So then it becomes more depressing. What hope is there for salvation, for learning from experience and transcending it if we cannot say we have done the wrong thing? (inasmuch as we cannot say we're done the right thing...) How can a murderer repent when he believes there was no other course for his actions? What is the point in searching for soul or questing for dreams if they lead nowhere but paths to synapses? What, then, is love, is god, is art, is mercy, is bliss?

This is not the fate or reincarnation that I want to believe in. Nor was it something I even frequently thought about, though the idea had been proposed to me previously. I generally waver between realist/ idealist when it comes to my belief in destiny, synchronicity, and "red strings." I follow the path of dreams, but it leads me away from the Periodic Table of Elements and into a greater realm free of all physical constraints, where matter is light and light sings. This is what I seek.

I seek to understand why I do what I do. Why the past matters to the present and the future. I refuse to believe my actions are a product of my simple, scientific reactions. I see them as an attempt to better understand place, context, and unity. I seek to find the ultimate expression of self. To understand why the world matters to me. To know emotion. I believe that I matter.

I do seek to become One... with something greater.

Why does this theory then plague me? It was drilled into my brain during a conversation with Eddie, a membre of one of the UO frats, during a brief stint on a Horizon Air flight from Eugene to Seattle. Eddie had much to say on the subject, for an Animist and a Pantheist. We had a great series of conversations in that hour. This, among others, struck me to the extent that it has stayed with me for days. I am haunted by this idea. It is tempting. It is both too easy and too difficult. It is against everything that I am but it somehow comforts me. It touches the edges of epiphany.

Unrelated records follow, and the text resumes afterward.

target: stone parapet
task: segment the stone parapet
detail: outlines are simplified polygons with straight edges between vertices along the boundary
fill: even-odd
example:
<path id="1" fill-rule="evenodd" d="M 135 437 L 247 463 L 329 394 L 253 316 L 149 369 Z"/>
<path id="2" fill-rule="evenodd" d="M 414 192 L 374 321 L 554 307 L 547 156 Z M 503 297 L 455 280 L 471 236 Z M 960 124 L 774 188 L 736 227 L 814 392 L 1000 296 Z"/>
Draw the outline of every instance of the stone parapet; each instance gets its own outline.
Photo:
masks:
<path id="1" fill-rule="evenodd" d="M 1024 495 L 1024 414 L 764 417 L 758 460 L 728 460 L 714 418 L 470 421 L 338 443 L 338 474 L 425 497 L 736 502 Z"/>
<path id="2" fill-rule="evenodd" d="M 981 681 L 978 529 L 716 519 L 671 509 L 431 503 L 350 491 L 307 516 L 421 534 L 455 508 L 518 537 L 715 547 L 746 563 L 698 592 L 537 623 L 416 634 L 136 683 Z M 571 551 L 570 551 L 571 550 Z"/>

That's why I can't dismiss it so easily. That's why I present it here, in all its ludicrious glory... it takes its place among the greek columns that represent my glorious and cliche dream of and eternal essence. It is a black monolith in a hall of white majesty. It is deliciously obscene.

___________________
God, and to think that 15 minutes ago I was falling asleep reading Darwin. Sheesh. I thought my brain was done for the night but nooooooo. Could we go to bed without posting? Bah. I love words: Give me water and I shall make wine. That said, now I can rest. Thank you, Eddie, you have successfully disproven any notion I may have had about the Animal House frat guys. Rest well, wherever you are.